The execution workdoc (exec.md) is created alongside every spec. It tracks:

  • planned: goal, allowed_scope, test commands, expected output patterns, optional integration probe
  • observed: actual files touched, commit SHAs, paths to capture files (filled during implementation)

A step is not done until green_capture exists and matches expected_pass_pattern.


Updating

claude plugin update ai-dev-team

Troubleshooting

/cross-audit or /investigate fails with "mcp not found" / "codex unavailable". Codex MCP isn't registered. Diagnose with claude mcp listcodex must appear. Fix:

claude mcp add codex -s user -- codex mcp-server

Restart Claude Code after registering.

Team-based agents (cross-auditor, investigator) are silently skipped or "agent not found". The experimental agent-teams flag is missing. Check ~/.claude/settings.json for:

{ "env": { "CLAUDE_CODE_EXPERIMENTAL_AGENT_TEAMS": "1" } }

Restart Claude Code after adding.

No ambient workflow context at the start of a session (no "AI Dev Team" block appears).

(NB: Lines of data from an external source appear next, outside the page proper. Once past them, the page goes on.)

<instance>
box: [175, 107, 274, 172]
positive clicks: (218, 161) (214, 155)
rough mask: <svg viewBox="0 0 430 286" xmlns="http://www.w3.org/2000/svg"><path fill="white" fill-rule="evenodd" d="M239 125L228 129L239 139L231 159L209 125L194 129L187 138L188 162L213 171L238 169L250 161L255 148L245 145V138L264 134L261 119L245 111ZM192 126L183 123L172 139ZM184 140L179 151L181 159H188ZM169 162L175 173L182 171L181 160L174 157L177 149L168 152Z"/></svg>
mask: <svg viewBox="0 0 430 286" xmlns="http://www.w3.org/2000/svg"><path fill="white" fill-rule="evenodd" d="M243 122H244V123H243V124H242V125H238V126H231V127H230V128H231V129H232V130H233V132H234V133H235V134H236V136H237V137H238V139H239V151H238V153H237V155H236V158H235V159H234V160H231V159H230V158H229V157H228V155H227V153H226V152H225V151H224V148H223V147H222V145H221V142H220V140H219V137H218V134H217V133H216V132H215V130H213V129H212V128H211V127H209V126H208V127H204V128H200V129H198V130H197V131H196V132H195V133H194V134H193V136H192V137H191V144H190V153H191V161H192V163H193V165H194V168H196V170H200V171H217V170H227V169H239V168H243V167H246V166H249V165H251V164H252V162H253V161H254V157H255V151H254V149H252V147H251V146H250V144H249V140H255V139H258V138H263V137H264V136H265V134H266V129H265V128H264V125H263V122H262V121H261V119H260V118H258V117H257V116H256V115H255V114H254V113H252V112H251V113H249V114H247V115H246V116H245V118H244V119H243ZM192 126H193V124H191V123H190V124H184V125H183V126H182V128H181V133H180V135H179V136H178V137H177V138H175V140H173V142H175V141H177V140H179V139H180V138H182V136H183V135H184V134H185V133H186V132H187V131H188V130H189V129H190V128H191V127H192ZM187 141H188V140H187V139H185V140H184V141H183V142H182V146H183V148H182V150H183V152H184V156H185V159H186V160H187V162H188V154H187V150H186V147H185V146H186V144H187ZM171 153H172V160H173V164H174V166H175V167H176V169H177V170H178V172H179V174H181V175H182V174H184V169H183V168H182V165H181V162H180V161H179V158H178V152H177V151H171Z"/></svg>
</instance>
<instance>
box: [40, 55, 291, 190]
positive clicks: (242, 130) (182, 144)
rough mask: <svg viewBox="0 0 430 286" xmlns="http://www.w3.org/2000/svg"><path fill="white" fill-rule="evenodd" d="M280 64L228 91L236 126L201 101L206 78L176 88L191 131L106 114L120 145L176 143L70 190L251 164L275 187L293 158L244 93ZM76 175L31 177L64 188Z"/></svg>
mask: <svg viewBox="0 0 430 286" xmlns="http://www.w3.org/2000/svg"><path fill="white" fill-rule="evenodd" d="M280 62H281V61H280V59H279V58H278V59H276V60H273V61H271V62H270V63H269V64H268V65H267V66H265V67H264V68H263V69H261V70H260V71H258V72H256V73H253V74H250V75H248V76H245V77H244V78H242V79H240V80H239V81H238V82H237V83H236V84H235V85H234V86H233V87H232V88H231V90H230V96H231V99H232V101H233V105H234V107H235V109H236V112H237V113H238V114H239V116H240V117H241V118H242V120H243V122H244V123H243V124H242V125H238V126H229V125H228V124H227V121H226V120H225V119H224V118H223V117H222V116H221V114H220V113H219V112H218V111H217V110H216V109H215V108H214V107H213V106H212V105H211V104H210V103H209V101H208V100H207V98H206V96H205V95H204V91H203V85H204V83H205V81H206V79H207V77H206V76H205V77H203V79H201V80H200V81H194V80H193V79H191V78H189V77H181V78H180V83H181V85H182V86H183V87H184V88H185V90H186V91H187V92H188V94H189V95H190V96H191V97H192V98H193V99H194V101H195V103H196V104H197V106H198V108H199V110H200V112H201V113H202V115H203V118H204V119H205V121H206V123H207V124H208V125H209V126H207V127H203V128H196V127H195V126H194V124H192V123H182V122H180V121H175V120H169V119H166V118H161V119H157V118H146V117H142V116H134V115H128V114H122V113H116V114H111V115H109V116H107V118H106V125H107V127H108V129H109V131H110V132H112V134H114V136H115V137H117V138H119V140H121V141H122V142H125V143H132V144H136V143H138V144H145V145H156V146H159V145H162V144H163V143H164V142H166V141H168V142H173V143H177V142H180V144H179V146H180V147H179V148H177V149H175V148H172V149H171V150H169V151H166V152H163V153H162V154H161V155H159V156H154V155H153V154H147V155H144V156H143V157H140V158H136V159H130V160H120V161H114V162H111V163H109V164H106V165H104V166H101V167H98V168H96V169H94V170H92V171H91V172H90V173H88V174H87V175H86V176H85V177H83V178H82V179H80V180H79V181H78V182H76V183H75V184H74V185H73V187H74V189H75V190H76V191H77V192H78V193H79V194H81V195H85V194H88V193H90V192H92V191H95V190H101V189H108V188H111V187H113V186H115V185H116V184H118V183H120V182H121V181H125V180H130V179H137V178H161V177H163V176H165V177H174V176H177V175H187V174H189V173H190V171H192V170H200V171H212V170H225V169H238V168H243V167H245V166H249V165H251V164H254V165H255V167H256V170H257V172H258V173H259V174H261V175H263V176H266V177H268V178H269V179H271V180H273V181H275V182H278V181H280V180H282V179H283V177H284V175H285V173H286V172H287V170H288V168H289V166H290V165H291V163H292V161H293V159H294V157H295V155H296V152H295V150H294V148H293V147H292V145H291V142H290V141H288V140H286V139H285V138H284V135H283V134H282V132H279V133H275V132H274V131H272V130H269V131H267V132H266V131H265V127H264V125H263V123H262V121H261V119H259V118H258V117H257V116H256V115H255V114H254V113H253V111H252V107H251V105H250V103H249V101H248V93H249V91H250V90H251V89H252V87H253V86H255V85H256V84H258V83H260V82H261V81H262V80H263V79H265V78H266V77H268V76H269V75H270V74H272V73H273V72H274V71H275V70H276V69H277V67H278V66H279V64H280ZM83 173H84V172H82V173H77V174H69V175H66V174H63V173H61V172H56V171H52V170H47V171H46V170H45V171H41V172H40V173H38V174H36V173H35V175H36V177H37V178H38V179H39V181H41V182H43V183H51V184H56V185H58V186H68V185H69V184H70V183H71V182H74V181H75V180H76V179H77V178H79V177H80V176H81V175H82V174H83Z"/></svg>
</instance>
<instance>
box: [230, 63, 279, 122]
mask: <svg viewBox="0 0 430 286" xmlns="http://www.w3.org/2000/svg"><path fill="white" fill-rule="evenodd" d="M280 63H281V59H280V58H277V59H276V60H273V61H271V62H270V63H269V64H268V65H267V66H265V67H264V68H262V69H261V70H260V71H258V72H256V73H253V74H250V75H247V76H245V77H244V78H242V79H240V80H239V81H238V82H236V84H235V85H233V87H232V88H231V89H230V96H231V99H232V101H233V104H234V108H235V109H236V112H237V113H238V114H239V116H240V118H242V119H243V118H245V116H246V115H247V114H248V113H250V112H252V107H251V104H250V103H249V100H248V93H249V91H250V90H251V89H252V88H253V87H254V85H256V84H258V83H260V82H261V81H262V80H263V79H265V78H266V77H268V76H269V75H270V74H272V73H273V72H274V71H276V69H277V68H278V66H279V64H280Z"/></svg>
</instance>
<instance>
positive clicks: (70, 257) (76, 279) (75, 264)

The SessionStart hook isn't running. Diagnose:

claude plugin list              # ai-dev-team should be enabled
bash <plugin-root>/hooks/session-start | python3 -m json.tool   # should print JSON with trigger map

If the hook emits JSON correctly but Claude Code doesn't inject it, re-install the plugin (claude plugin uninstall ai-dev-team && claude plugin install ai-dev-team). If the hook errors, report the error in the plugin repo.

Baseline test fails immediately — the repo uses develop / trunk / something other than master or main. The feature skill auto-detects master or main. For a non-standard base branch, set the branch: field in the spec frontmatter and reference the real base explicitly, e.g.:

branch: feat/2026-04-17-my-feature  # cut from develop, not master — `feat/` here is one of the seven conventional prefixes (`feat / fix / refactor / ci / docs / test / chore`) and depends on the spec's `change_type`

Then check out the non-standard base before running /feature. A permanent fix is tracked in BACKLOG.

/feature new fails on mkdir — KB root exists but repos/<project>/ doesn't. The skill creates <kb>/repos/<project>/design/ on first use, but a stricter filesystem (read-only mount, permission denied) can fail the mkdir. Fix manually:

mkdir -p <kb>/repos/<project>/design/workdocs

Then re-run /feature new.


Maintainers

Before releasing a new version, run the smoke test locally:

bash tests/smoke.sh

It validates manifest integrity, agent frontmatter, skill structure, the SessionStart hook across env variants, post-edit-lint graceful-exit behaviour + shell-injection regression, the shared developer-workflow reference, and internal markdown links. No network, no Claude — just shell + python3.